In a large bowl, mix the ground beef, chopped herbs, celery, and onion until well combined. Stir in the breadcrumbs, olive oil, egg, Ras el Hanout, and salt, and mix until fully incorporated.
Trim the zucchinis and slice them in half lengthwise. Using a small spoon, carefully hollow out the center of each half to create space for the filling. Stuff each zucchini generously with the meat mixture, pressing gently to secure.
Prepare two shallow bowls: one with flour and another with beaten eggs. Lightly coat each stuffed zucchini in flour, then dip in the beaten egg. Heat the olive oil in a large skillet over medium heat and fry the zucchinis until golden brown on both sides, about 3 minutes per side. Transfer to a plate lined with paper towels.

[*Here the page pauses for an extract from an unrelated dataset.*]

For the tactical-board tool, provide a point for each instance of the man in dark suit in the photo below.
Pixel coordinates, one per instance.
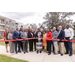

In a wide, heavy-bottomed pot, heat the olive oil over low heat. Add the chopped spinach and cook slowly, stirring occasionally, until it wilts and darkens, about 20 minutes. Stir in the celery, green chili, leek, and garlic, and continue cooking for another 10 minutes over medium heat, allowing the vegetables to soften and develop flavor. Add the preserved lemon, cumin, salt, and black pepper, stirring to combine.
Pour in the water and bring the sauce to a gentle boil. Nestle the fried stuffed zucchinis into the pot, ensuring they are partially submerged. Reduce the heat to low, cover, and let them simmer for 1 hour, allowing the flavors to meld and the zucchini to soften. If the sauce is too thin at the end of cooking, uncover the pot and simmer for an additional 10 minutes to reduce the liquid.
Serve warm, spooning the rich sauce over the zucchinis.